Over 8.1 innings, Pauley held Princeton hitless — striking out 12 Tigers and walking just three — before a double in the ninth inning broke up the no-hitter. Harvard won 3–2.

If Pauley had completed the game without giving up a hit, he would have been the first Harvard pitcher to throw a no-hitter in Ivy League competition since 2018 — and only the second to do so since 2001.

The team didn’t know it then, but that win wasn’t just a win — it was a turning point.

“Going out in the ninth today, that’s the best experience I’ve ever had,” Pauley said in a postgame interview with Harvard Athletics. “I wasn’t that dialed in until the eighth inning. And I was like, ‘Oh, Coach is letting me go for it. I really gotta try and lock in right now.’”

From that moment on, the Crimson locked in for the rest of the season.

‘A Lot of Adversity’

Harvard opened the 2025 season with an unforgiving road slate — 15 straight games away from home, including series against Big Ten and SEC opponents. The Crimson went 0–6 at neutral sites and dropped three straight in Florida by a combined score of 35–6. By March’s end, they had been swept by Penn and had an embarrassing 2–13 record.

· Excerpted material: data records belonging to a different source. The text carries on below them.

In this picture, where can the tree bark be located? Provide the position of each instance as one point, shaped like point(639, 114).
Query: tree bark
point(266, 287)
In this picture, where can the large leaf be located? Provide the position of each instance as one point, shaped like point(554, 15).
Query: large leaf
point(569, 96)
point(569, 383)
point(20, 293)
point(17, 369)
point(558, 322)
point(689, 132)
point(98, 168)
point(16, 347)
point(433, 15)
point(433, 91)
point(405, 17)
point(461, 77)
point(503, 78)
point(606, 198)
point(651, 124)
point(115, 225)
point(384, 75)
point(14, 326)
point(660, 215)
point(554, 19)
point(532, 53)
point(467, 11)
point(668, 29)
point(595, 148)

Even back home, the losses continued to mount. By the time Princeton arrived in mid-April, Harvard had dropped seven of its last nine Ivy League games. A particularly brutal 1–17 defeat at Yale only deepened the team’s struggles. With a dismal 4–20 record, Harvard’s postseason hopes appeared all but out of reach.

But inside the Harvard baseball clubhouse, the energy was shifting.

“There was a lot of adversity at the beginning of the season,” senior George Cooper, who finished his Crimson career tied for sixth all-time in hits, said. “Clearly, our record was not as good as this team is. The team chemistry, the focus factor, the love of the game — it was at an all-time peak.”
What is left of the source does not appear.